If the value is skewed (being available more than 75% of the time), the real number is used.
For example, if the column col2 would contain the value = 20 in 90% of the rows, 90% would be used in the heuristic
calculation: 5,000 * 90% = 4,500
Another important fact is that as soon as any heuristics are included in the estimation,
the confidence level of the retrieving step is lowered to “no confidence”.
This will have an impact on the execution plan.
If you want to achieve high confidence, the Optimizer requires multi-column statistics:
COLLECT STATISTICS ON THE_TABLE COLUMN(col,col2);
Conclusion:
The statistics you mention absolutely make sense, but I would add as well statistic on the join column(s) of each join step, as this helps the Optimizer in join planning (order of join steps, join type, redistribution strategy, etc.)
I hope this helped
Roland
Hello Tom!
Thank you very much for the encouraging comment!
We are excited to receive such positive feedback from a master of the trade!
I suggest that we continue our discussion using my e-mail address:
[email protected]
Roland,
I really like the way you explain things. You hit important points without digressing into unimportant or confusing details. You write as I teach! I would like for you to consider co-authoring a book with me. You are that good!
Hi Roland,
I couldn’t agree more, there is so much misunderstanding in this area.

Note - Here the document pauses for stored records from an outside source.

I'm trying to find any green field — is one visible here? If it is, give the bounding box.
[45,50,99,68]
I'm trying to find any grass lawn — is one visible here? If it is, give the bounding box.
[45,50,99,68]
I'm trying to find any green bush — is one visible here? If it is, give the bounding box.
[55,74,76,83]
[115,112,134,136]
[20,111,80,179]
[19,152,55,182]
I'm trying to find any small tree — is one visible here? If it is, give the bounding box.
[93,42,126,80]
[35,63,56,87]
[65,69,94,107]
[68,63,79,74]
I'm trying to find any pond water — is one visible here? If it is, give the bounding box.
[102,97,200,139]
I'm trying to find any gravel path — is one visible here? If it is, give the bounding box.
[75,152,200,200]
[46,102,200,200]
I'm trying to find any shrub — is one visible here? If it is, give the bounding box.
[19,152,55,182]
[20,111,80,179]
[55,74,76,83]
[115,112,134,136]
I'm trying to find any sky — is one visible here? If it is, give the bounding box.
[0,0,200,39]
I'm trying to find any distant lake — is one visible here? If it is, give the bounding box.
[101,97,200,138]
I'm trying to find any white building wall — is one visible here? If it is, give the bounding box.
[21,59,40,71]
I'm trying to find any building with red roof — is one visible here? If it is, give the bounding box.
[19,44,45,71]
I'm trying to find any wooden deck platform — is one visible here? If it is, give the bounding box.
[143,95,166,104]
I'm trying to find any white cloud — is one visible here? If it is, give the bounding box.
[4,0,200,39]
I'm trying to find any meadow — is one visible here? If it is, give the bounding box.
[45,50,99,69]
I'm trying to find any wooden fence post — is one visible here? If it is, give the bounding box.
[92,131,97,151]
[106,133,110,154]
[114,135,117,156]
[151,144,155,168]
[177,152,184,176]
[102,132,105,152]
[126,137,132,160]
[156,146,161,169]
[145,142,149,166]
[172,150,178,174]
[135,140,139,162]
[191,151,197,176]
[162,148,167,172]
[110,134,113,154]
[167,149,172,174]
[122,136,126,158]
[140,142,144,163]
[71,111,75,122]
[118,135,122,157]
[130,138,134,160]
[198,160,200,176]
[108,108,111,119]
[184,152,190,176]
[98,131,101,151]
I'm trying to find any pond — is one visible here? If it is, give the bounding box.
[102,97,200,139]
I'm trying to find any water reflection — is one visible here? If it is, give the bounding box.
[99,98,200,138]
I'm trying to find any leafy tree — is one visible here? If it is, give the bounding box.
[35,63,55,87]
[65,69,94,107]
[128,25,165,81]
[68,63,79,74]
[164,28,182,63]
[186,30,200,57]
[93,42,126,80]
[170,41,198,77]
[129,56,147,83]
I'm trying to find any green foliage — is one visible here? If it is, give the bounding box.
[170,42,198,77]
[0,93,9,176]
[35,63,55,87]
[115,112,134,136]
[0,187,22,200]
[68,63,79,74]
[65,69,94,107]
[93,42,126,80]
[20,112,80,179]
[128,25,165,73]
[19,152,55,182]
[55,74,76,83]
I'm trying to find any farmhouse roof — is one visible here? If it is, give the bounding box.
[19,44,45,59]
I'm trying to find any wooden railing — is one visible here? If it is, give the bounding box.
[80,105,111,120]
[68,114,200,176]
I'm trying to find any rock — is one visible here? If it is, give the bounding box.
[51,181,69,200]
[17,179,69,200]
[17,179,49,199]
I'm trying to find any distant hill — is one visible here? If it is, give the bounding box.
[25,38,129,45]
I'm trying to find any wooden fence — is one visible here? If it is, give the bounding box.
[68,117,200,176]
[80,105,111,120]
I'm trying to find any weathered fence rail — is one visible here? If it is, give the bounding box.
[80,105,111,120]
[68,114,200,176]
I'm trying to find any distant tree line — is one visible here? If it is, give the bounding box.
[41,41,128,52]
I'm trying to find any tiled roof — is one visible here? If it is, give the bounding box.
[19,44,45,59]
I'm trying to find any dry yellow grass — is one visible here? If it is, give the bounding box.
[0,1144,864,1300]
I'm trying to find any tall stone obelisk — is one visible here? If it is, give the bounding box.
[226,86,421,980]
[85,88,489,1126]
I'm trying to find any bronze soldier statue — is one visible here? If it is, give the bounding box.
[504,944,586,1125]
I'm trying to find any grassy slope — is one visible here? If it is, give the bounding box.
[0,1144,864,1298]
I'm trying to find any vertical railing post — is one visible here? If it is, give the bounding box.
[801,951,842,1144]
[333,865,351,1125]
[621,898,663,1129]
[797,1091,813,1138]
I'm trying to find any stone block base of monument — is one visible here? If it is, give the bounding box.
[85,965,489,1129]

One of the most common things I hear is that “I collected statistics and it improved the confidence level. That is good isn’t it?”
The number of times I’ve had to explain to them that if the ** only ** change is confidence then the stats are a waste of time, they will not have improved performance. The following discussion is then about ‘structure of the explain plan’ with my finishing line being that “for statistics to be effective they MUST change the structure of the explain plan – otherwise they are a complete waste of resources”.
Cheers,
Dave
Confidence levels are a very good point, thanks, David.
Statistics are a topic which is close to my heart as in my opinion each performance optimization should start with a review of statistics (are statistics missing? are they stale?) but in my experience, this task is many times skipped for different reasons: Sometimes a lack of understanding, but sometimes the environment of the Data Warehouse does not allow to “experiment” with statistics.
I will give you an example: In one of my last projects, it was not possible to do proper performance optimization as only database administrators were allowed to add/remove statistics. Each required change needed at least one day. This actually forced me to skip statistics considerations completely and I had to rely on query rewriting only.
Another mistake I can see quite often is that people look only at the date of the last recollection and decide based on this date if statistics are stale.